MPEG is organized around a hierarchy of blocks, macroblocks, slices, and frames. Blocks are 8 pixels high by 8 pixels wide (8x8) in a single channel. Macroblocks are a collection of blocks 16 pixels high by 16 pixels wide (16x16) and contain all three channels. Depending on subsampling, a macroblock contains 6, 8, or 12 blocks. For example, a YCbCr 4:2:0 macroblock has four Y blocks, one Cb, and one Cr.
Following are the main blocks of an MPEG-2 codec, in encoding order. Figure 1 shows how these blocks relate to one another.

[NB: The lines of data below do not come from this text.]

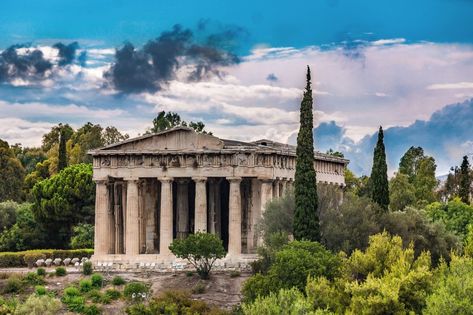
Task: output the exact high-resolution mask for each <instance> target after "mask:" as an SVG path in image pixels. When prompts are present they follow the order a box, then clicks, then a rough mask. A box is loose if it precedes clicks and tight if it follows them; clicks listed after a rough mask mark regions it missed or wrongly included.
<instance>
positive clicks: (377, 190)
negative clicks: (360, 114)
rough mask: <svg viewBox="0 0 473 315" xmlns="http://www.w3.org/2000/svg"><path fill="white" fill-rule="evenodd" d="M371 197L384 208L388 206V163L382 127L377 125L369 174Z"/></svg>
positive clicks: (388, 184) (388, 187)
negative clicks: (377, 138)
mask: <svg viewBox="0 0 473 315" xmlns="http://www.w3.org/2000/svg"><path fill="white" fill-rule="evenodd" d="M370 189H371V199H373V201H374V202H376V203H377V204H379V205H380V206H381V208H383V209H384V210H387V209H388V206H389V183H388V165H387V164H386V152H385V148H384V133H383V127H379V132H378V142H377V143H376V147H375V149H374V155H373V168H372V170H371V176H370Z"/></svg>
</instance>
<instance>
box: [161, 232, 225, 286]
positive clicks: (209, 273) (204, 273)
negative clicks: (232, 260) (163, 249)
mask: <svg viewBox="0 0 473 315" xmlns="http://www.w3.org/2000/svg"><path fill="white" fill-rule="evenodd" d="M169 249H170V250H171V252H172V253H173V254H174V255H176V257H178V258H183V259H186V260H187V261H189V262H190V263H191V264H192V265H193V266H194V267H195V269H196V270H197V273H198V274H199V276H200V277H201V278H202V279H208V277H209V275H210V271H211V269H212V266H213V264H214V263H215V261H216V260H217V259H219V258H223V257H225V249H224V248H223V243H222V240H221V239H220V238H219V237H218V236H217V235H215V234H210V233H200V232H197V233H195V234H191V235H189V236H188V237H187V238H185V239H175V240H174V241H173V242H172V243H171V245H170V246H169Z"/></svg>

Motion Estimation and Compensation.
The key to the effectiveness of video coding is using earlier and sometimes later frames to predict a value for each pixel. Image compression can only use a block elsewhere in the image as a base value for each pixel, but video compression can aspire to use an image of the same object. Instead of compressing pixels, which have high entropy, the video compression can compress the differences between similar pixels, which have much lower entropy.
Objects and even backgrounds in video are not reliably stationary, however. To make these references to other video frames truly effective, the codec needs to account for motion between the frames. This is accomplished with motion estimation and compensation. Along with the video data, each block also has motion vectors that indicate how much that frame has moved relative to a reference image. Before taking the difference between current and reference frame, the codec shifts the reference frame by that amount. Calculating the motion vectors is called "motion estimation" and accommodating this motion is called "motion compensation."
This motion compensation is an essential and computationally expensive component in video compression. In fact, the biggest difference between MPEG-1 and MPEG-2 is the change from full-pel to half-pel accuracy. This modification makes a significant difference in quality at a given data rate, but also makes MPEG-2 encode very time-consuming.